Boko Haram attacks that killed at least 150 members of the Church of the Brethren in Nigeria (Ekklesiyar Yan’uwa a Nigeria, or EYN) in the past 10 months have caused 8,000 Christians to flee, EYN leaders said.
“Most of our church members affected by these attacks have fled to other communities, and they are in desperate need for help,” said the Rev. Daniel Yumuna, Jos district secretary for the Church of the Brethren in Nigeria.
Militants from the Islamic extremist group destroyed 15 places of worship belonging to EYN, which is the dominant denomination in Borno, Yobe and Adamawa states in northeastern Nigeria with 180,000 members.
Boko Haram, based in Borno state, has killed at least 900 Christians in the past year in its stated campaign to establish strict sharia (Islamic law) throughout the country, according to the Hudson Institute.
Filibus Gwama, former president of the EYN, told Morning Star News that a Sept. 27 attack by Boko Haram on his community, Gavva West in Gwoza District, forced many Christians to flee to neighboring Cameroon.
“Five members from my village who escaped from the attackers said seven of our Christian members were killed in the attack, and two of them were children, ages 6 and 8,” Gwama said.
Yumuna and Gwama said 75 houses were burned in the attack on the Christian community near the border of Cameroon. They said it was the 10th attack on Gavva West village this year.
Another attack on Barawa, also in Borno’s Gwoza District, devastated local churches, EYN leaders said.
“One church member was killed, three EYN churches were burned, and 19 houses were destroyed, including the house of our pastor,” Yumuna told Morning Star News. “The Boko Haram gunmen forced about 8,000 people out of Barawa area and set fire on nine churches, while 400 houses were destroyed.”
The Rev. Samuel Dante Dali, president of EYN, says in a denomination report that church services have become impossible in some areas.
“They attacked Christians from house to house and burned almost every church in the Gwoza and Gavva areas,” Dali states in the report. “Most of the EYN church is in these areas are close to Cameroon. About 2,000 of our church members have fled to Cameroon as refugees.”
EYN members are continually praying, Dali states.
“And sometimes we are very confused and depressed because there’s not much you can do,” he adds. “The church cannot mobilize and provide security. The resources aren’t there. And sometimes you can’t have a church service at all. Worship is out of the question in some places.”
Dali notes that Islamic extremists from other countries have joined Boko Haram.
“In the recent attack that happened, the armed men came from Cameroon, Niger and Chad, and joined together with Nigerian terrorists to attack Maiduguri,” he states.
“The terrorists are not only Nigerians. They are from the neighboring countries. And of course from Mali.

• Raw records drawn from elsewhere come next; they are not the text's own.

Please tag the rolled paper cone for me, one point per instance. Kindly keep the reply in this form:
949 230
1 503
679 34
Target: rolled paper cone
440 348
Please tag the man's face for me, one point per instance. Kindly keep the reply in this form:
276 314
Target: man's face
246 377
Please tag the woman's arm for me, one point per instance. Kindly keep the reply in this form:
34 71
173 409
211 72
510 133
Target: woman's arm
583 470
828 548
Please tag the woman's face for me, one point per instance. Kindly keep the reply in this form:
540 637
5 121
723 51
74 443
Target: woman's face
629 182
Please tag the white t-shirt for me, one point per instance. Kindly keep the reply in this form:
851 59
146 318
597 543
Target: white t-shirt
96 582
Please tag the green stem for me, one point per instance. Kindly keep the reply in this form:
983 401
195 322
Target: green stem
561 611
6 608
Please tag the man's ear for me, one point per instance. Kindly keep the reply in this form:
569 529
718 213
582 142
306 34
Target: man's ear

Most of them are trained in Iran, Saudi Arabia, and Lebanon.”
Boko Haram has targeted Christians as well as government, police and military installations in its effort to destabilize the government and impose sharia nationwide.
The group, whose name translates roughly to “Western education is a sin,” has stated that the sole purpose of its campaign of violence is to establish an “Islamic state like during the time of Prophet Muhammad,”
though the U.S. Department of State has insisted that the group is motivated by poverty and marginalization.
Advocacy group Jubilee Campaign has stated that Boko Haram uses religion as its primary recruiting tool, and that statements by the Islamic extremist group’s leaders reveal their motive for violence is “unambiguously waging Jihad.”
Christians make up 51.3 percent of Nigeria’s population of 158.2 million and live mainly in the south, while Muslims account for 45 percent and reside primarily in the north, according to Operation World.